Von den Trainern, die auf Herthas Liste angeblich weit oben gestanden haben, mussten drei bereits gestrichen werden: Gerardo Seoane, der lieber beim Schweizer Meister Young Boys Bern bleibt, Jürgen Klinsmann und eben Wagner. Aber das ist nicht schlimm. Dann wird eben der nächste gehandelt – und das ist jetzt Bruno Labbadia.
Nach dem Klassenerhalt vor einem Jahr befindet sich Labbadia mit dem VfL Wolfsburg gerade auf geradem Wege in den Europapokal. Vor gar nicht langer Zeit wäre er mit seiner Vita der größte Name auf dem Trainermarkt gewesen. Aber der Markt hat sich geändert: Labbadia, 53, ist weder jung noch unverbraucht, und vielleicht ist er auch in seiner methodischen Herangehensweise nicht mehr innovativ genug. Trainer wie Labbadia (oder auch Dieter Hecking, 54) gelten inzwischen nur noch als B-Lösung.

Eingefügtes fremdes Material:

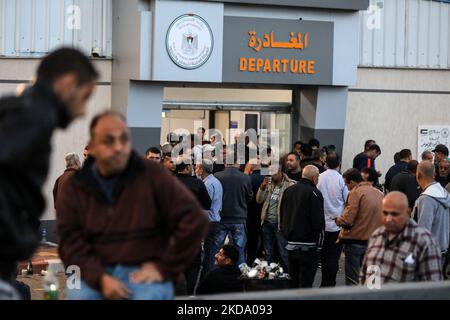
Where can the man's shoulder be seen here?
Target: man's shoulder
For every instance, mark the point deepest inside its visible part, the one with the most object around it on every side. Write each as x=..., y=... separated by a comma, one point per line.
x=423, y=235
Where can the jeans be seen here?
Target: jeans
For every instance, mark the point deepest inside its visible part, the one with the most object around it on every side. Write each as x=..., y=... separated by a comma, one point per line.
x=195, y=271
x=209, y=248
x=8, y=292
x=274, y=242
x=253, y=241
x=238, y=237
x=354, y=255
x=329, y=257
x=142, y=291
x=302, y=267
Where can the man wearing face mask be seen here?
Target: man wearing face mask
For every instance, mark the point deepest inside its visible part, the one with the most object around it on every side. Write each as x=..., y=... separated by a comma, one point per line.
x=401, y=250
x=302, y=222
x=65, y=80
x=127, y=223
x=270, y=194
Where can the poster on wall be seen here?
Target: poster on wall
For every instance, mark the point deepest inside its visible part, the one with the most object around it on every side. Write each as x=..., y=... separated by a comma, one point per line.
x=430, y=136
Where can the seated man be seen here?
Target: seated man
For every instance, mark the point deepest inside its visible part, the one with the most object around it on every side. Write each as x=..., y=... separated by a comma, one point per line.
x=225, y=277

Bei der Trainersuche kann man auch zu früh dran sein
Auch der Fußball hat seine Moden, und im Moment geht der Trend eindeutig zum Nerd. Trainer wie Thomas Tuchel oder Julian Nagelsmann gelten als erfolgreiche Rollenvorbilder, an denen sich die Branche orientiert. Man muss nicht 267 Bundesliga- und 43 Länderspiele bestritten haben, um einen der raren Trainerposten im Profifußball zu bekommen. Ein paar Jahre als Trainer im Nachwuchs werden inzwischen als wertvoller eingeschätzt.
Das liegt auch daran, dass die Profis von heute anders konditioniert sind. In den Nachwuchsleistungszentren haben sie schon früh unter professionellen Bedingungen mit entsprechend geschulten Trainern gearbeitet. Den Zöglingen der Jugendakademien reicht es nicht, wenn man ihnen sagt: Du musst in die Zweikämpfe kommen. Man muss ihnen auch erklären, wie das geht.
Drei Spiele sind es noch bis zum Saisonende, dann folgt für Hertha BSC die PR-Tour durch die USA, anschließend die Sommerpause. Es bleiben also noch ein paar Wochen für die Suche nach dem neuen Trainer. Und trotzdem wächst angesichts der besonderen Marktsituation im sogenannten Umfeld die Erregung. „Davon dürfen wir uns nicht beeinflussen lassen“, sagt Manager Preetz. „Ich bin ruhig. Ich bin nicht aufgeregt.“
Theoretisch könnte man ja auch zu früh dran sein – falls in den nächsten Tagen und Wochen noch Trainer auf den Markt kommen, mit denen aktuell nicht zu rechnen ist. Ganz im Süden des Landes zum Beispiel soll es einen geben, der einen recht engen Bezug zu Hertha BSC hat. Und der trotz Platz eins in der Bundesliga im eigenen Klub nicht ganz unumstritten ist.